Le lauréat Benjamin Vakanas, 22 ans est diplômé de l’ESCOM NICE, où il a obtenu en 2014 son Bac professionnel et CAP Cuisine, Cuisine et arts culinaires apparentés.
Saga BO : Monsieur Vakanas, racontez-nous comment s’est passé votre intégration dans l’équipe de France du Bocuse d’Or ?
Au 1er avril 2016 je suis rentré en tant que commis de cuisine dans le restaurant le Domaine de Riberach auprès du Chef Laurent Lemal Bocuse D’or France 2016. Sa commis au Bocuse D’Or étant Léa Fageol ; rien ne présage que je la remplacerai.

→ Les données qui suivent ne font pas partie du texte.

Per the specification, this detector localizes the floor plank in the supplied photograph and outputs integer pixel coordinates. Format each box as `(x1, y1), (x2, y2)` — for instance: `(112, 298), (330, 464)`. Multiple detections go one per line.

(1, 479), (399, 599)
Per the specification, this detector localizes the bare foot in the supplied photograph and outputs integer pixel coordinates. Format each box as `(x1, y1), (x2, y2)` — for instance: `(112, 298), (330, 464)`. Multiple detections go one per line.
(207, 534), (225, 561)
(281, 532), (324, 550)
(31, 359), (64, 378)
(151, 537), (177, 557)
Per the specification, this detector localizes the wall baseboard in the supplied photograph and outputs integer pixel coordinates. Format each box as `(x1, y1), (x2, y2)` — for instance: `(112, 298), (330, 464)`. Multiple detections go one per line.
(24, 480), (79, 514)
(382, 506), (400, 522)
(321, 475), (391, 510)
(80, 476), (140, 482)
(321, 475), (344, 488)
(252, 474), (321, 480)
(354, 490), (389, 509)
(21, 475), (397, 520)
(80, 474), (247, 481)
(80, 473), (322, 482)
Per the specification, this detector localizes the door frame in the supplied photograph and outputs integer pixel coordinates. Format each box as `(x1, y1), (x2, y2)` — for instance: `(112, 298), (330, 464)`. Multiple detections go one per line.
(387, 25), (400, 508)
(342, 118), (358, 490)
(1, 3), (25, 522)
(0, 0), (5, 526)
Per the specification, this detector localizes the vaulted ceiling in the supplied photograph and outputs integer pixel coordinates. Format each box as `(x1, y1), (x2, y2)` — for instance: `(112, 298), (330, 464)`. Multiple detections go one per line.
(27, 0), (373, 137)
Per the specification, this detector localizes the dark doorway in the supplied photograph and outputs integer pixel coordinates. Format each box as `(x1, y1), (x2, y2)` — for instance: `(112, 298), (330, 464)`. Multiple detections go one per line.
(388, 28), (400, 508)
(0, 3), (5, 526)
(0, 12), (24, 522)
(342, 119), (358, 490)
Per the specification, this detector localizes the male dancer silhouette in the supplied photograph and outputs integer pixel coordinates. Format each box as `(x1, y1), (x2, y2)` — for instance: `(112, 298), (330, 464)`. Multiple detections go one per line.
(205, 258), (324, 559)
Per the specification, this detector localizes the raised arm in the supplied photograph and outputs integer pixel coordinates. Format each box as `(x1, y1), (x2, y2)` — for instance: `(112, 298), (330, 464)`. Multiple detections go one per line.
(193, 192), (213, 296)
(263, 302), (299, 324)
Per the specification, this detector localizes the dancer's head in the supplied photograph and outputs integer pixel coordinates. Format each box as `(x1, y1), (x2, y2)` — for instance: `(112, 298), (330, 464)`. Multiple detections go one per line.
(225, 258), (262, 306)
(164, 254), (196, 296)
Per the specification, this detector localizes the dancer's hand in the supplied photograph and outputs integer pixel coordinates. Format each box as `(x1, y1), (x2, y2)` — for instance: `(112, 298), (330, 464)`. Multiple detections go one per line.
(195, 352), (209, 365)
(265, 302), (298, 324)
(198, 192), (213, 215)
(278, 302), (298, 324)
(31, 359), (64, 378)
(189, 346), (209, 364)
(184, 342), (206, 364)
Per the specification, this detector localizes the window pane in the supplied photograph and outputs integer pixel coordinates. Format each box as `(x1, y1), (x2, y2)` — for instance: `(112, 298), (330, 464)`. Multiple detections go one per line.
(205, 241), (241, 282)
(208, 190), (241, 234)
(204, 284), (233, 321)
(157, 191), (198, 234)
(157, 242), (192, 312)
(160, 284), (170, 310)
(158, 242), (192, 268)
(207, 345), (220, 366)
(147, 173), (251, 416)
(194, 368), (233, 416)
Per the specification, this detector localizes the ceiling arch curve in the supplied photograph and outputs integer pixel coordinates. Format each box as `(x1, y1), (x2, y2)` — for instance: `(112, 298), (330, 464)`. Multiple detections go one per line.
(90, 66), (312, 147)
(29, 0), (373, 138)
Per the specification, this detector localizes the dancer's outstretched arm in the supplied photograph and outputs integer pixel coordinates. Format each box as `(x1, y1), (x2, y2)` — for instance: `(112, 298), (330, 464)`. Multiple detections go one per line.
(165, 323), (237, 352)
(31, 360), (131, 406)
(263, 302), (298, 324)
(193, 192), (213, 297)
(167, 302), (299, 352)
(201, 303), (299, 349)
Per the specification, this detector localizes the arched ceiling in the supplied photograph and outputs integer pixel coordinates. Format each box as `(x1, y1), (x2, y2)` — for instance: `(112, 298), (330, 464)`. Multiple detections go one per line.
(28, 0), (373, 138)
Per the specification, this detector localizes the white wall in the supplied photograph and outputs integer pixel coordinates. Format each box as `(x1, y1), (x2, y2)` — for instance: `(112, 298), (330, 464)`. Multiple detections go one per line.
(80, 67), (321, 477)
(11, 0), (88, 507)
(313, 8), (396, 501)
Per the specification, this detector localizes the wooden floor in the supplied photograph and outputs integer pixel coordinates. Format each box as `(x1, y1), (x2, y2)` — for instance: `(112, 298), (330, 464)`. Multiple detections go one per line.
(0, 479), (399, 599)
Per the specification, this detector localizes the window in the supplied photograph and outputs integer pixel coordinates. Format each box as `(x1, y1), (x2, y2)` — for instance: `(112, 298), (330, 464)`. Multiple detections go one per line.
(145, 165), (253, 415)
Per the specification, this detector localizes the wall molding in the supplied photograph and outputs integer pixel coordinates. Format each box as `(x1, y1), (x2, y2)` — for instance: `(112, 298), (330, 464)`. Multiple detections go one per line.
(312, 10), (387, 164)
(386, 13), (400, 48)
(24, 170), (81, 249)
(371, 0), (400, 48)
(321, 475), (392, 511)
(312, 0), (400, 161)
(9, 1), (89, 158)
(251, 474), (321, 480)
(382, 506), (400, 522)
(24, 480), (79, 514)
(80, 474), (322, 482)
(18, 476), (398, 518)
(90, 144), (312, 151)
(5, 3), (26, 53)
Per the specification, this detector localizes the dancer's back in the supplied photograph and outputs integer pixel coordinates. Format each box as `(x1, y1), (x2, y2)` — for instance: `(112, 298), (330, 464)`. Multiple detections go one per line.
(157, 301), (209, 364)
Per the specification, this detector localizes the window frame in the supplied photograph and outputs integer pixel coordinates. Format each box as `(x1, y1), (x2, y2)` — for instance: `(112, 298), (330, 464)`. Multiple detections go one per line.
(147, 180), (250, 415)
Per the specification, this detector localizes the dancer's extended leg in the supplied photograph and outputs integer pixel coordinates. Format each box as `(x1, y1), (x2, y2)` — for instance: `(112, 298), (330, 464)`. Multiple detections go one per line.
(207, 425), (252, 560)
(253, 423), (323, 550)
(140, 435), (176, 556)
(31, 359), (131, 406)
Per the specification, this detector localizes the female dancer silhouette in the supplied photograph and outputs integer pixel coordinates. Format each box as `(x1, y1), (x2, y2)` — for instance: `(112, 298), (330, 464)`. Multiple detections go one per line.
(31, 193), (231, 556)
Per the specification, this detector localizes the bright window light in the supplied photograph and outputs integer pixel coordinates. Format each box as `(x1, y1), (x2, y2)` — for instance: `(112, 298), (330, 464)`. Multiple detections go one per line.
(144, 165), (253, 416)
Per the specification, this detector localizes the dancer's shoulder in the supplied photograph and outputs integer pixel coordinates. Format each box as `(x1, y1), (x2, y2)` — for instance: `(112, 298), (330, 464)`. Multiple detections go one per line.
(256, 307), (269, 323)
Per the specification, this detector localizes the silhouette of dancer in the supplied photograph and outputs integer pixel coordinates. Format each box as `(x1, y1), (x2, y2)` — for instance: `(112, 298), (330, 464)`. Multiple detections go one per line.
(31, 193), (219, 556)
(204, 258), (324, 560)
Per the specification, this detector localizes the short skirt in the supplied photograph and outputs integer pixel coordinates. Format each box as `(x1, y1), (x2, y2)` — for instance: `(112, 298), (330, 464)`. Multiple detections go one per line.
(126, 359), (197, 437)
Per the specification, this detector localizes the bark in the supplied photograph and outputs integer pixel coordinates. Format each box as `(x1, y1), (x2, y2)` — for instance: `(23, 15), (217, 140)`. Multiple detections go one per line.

Aux alentours du 20 septembre Laurent Lemal me demande si je veux bien l’accompagner dans l’aventure du Bocuse d’or en tant que commis. Sans réfléchir j’accepte, mon rêve de jeune cuisinier de pouvoir un jour concourir au Bocuse d’or se réalise.
De là débutent les entraînements. Je découvre donc un nouveau monde dans la gastronomie : la recherche, les essais, le goût, la création, les rencontres avec de nombreux chefs étoilés et MOF. Avec Laurent nous sommes partis régulièrement à Paris chez Lenôtre afin de rencontrer les chefs Guy Krenzer et Fabrice Brunet. Ils nous ont conseillé et aiguillé sur l’élaboration des recettes.
Une à deux fois par semaine nous retrouvons notre coach Franck Putelat ainsi que Fabien Lefebvre, Jean Luc Danjou et Olivier Bajard qui nous ont également beaucoup aidés.
Bocuse d’or J-60
A deux mois de la compétition le rythme s’accélère et nous enchaînons les essais avec la mise au point des recettes et les entraînements « complets ». Cet entraînement nous permettait de rentrer dans les conditions réelles du concours. A ce moment-là la pression commence à monter et je commence à réaliser le véritable enjeu de ce concours. 5h35 en cuisine c’est long ! Il faut s’habituer au temps, au bruit, au stress et connaître nos recettes par cœur. Les entraînements s’enchainent suivis du nettoyage du box, le rangement, les pesées… Le 24 janvier approche, il faut tenir le rythme!
Bocuse d’or J-1
Cette fameuse date arrive enfin. On prépare soigneusement toutes nos affaires, on charge le matériel dans le camion et nous voilà partis pour Lyon.
Arrivés à l’hôtel, on se retrouve avec tous nos concurrents, ambiance particulière étant donné que nous sommes les Français ; on se sent un peu observés, la compétition commence.
Le 23 janvier, arrivée au Sirha. Distribution des vestes officielles, réunions sur l’organisation du Bocuse D’or, épreuve du marché et mise en place du box qui se finit à 23h… La nuit fut courte : 4-5h de sommeil.
Jour du concours
Nous sommes le 24 au matin ; rendez-vous à 6h00 pour prendre un petit déjeuner. 6h30 : départ ; le stress monte. Sur le trajet on ne parle pas beaucoup avec Laurent on est déjà concentré sur ce que l’on doit faire. On se retrouve ensuite dans une salle avec tous les candidats du jour, de-là démarre le compte à rebours. Toutes les 15 minutes une équipe est appelée.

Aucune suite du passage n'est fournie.